Scientific classification
- Kingdom: Animalia
- Phylum: Chordata
- Class: Actinopterygii
- Order: Cypriniformes
- Family: Cyprinidae
- Subfamily: Labeoninae
- Genus: Cirrhinus
- Species: C. cirrhosus
- Binomial name: Cirrhinus cirrhosus (Bloch, 1795)
- Synonyms: Cirrhina blochii Valenciennes, 1842; Cirrhinus blochii Valenciennes, 1842; Cirrhinus chaudhryi Srivastava, 1968; Cirrhinus cuvierii Jerdon, 1849; Cirrhinus horai Lakshmanan, 1966; Cyprinus cirrhosus Bloch, 1795; Dangila leschenaultii Valenciennes, 1842; Henicorhynchus horai (Lakshmanan, 1966)>; Mrigala buchanani Bleeker, 1860;

= Mrigal carp =

- Authority: (Bloch, 1795)
- Conservation status: VU
- Synonyms: Cirrhina blochii Valenciennes, 1842, Cirrhinus blochii Valenciennes, 1842, Cirrhinus chaudhryi Srivastava, 1968, Cirrhinus cuvierii Jerdon, 1849, Cirrhinus horai Lakshmanan, 1966, Cyprinus cirrhosus Bloch, 1795, Dangila leschenaultii Valenciennes, 1842, Henicorhynchus horai (Lakshmanan, 1966)>, Mrigala buchanani Bleeker, 1860

Species of fish

The mrigal carp (Cirrhinus cirrhosus), (মৃগেল) also known as the white carp, is a species of ray-finned fish in the carp family. Native to streams and rivers in India, the only surviving wild population is in the Cauvery River, leading to its IUCN rating as vulnerable. It is widely aquafarmed, and introduced populations exist outside its native range. It reaches a maximum length of 1 m. This species and Cirrhinus mrigala are considered distinct.

==Aquaculture==
Mrigal is popular as a food fish and an important aquacultured freshwater species throughout South Asia. It is widely farmed as a component of a polyculture system of three Indian major carps, along with roho labeo and the catla. It was introduced by aquaculture across India started in the early 1940s, and later to other Asian countries. The mrigal carp fails to breed naturally in ponds, thus induced breeding is done.

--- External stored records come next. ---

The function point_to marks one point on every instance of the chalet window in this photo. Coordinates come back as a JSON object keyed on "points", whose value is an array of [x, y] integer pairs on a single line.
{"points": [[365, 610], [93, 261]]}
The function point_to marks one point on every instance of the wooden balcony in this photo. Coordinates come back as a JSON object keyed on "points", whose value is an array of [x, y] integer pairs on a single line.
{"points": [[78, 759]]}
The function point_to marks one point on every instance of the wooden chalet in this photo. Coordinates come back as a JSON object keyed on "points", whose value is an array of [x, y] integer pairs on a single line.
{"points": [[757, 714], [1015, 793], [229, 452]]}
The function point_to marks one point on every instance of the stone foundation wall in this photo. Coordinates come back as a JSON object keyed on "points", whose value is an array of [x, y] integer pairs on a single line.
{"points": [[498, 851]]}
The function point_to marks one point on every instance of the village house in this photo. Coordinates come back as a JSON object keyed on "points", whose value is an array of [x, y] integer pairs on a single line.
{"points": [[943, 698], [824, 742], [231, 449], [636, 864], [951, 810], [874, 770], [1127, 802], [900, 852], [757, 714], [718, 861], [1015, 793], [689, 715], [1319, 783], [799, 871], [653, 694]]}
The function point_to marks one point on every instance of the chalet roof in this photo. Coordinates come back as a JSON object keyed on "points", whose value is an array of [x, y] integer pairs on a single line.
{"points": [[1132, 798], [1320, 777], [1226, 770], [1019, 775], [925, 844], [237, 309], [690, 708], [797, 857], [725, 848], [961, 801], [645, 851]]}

The Indian carps are considered as a delicacy compared to other exotic carp species also cultured in Asia, and sell for higher prices. Reported annual aquafarming production numbers of mrigal carp since the early 1990s have varied between 250,000 and 550,000 tonnes, with no clear trend. India and Bangladesh are the largest producers.
In Pakistan, this fish is known as morakhi or moree. In Nepal it is called naini.

The Mrigal carp was brought to Guangdong province in southern China for aquaculture, but it is now considered an invasive species in the Pearl River basin.

==Habitat and ecology==
Mrigal is an benthopelagic and potamodromous plankton feeder. It inhabits fast flowing streams and rivers, but can tolerate high levels of salinity. Spawning occurs in marginal areas of the water bodies with a depth of 50 to 100 cm over a sand or clay substrate. A 6 kg female can lay a million eggs. This fish has a rapid growth rate; by the age of two, individuals can reach a length of 60 cm and can weigh as much as 2 kg.